The working conditions were "not good at all," he said, describing long working hours and underpaid overtime.

His father, a driver, "used to go to work at 3:00 am and come back at 11:00 pm," he said.

They were among six to eight people living in a room at the camp where "even four people could not sit properly if they wanted to," he added.

"We had to work in extreme weather conditions and the food we got was not good."

The duo went to the Gulf state hoping to build a better life for themselves.

But after taking his father's body back home to the southern Indian state of Telangana, Kalladi never returned to Qatar.

With only a month's salary as compensation from the company, an unfinished house now lies as a stark reminder of the family's unfulfilled dreams and crippled finances.

In the six years since, Kalladi has helped other families bring back the remains of relatives who have died in Gulf countries -- but he is now looking to return to make enough money to finish the house.
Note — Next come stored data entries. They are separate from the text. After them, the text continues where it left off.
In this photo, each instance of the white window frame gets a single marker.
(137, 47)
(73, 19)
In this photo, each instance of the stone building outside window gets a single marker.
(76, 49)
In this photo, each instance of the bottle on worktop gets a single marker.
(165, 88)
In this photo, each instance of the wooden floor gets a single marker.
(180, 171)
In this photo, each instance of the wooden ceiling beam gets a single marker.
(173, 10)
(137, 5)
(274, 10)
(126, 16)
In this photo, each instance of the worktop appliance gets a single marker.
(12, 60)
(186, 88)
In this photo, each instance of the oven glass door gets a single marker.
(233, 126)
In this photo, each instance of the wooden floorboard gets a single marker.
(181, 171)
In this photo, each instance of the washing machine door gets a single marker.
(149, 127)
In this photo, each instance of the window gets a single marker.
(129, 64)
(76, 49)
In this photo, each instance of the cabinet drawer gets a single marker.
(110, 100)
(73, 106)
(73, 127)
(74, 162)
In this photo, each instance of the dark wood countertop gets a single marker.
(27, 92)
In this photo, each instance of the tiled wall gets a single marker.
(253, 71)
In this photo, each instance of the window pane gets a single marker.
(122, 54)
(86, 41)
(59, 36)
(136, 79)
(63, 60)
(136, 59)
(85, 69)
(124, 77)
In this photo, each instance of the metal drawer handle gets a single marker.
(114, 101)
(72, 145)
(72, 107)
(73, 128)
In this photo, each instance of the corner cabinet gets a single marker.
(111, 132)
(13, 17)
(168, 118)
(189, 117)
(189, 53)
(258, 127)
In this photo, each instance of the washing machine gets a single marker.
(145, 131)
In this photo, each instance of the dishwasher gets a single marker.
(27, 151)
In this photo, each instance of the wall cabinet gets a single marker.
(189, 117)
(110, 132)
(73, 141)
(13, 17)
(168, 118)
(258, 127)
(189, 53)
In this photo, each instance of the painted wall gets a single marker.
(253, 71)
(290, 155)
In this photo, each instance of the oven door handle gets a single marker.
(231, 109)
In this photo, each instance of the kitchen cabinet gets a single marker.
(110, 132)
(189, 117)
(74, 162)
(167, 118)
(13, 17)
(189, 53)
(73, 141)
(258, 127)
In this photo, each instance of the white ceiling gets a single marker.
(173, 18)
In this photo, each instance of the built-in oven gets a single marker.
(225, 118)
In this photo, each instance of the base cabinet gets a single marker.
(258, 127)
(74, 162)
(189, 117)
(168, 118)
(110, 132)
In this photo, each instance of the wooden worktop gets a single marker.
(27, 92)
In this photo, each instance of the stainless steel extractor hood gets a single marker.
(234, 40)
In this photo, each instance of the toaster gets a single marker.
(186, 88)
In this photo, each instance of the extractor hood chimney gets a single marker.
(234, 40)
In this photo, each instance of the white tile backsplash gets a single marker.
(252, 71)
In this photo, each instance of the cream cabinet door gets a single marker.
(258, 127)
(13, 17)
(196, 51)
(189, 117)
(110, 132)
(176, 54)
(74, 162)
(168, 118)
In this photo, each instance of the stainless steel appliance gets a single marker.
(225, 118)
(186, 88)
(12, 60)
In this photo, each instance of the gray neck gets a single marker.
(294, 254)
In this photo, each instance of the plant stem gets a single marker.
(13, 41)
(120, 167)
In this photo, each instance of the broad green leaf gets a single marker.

"We are the company's when we are alive but not when we are dead," he said. "We trusted them and that's why we left our homes and went to work for them, and they let us down."

The gleaming marble in Doha's Khalifa International Stadium, which will host eight World Cup matches, was in part installed by Bangladeshi mason Aupon Mir.

But he returned home from four years in Qatar with nothing to show for his efforts after being fleeced of his pay, he told AFP.

"What a beautiful stadium it is! It is unbelievably beautiful," he said.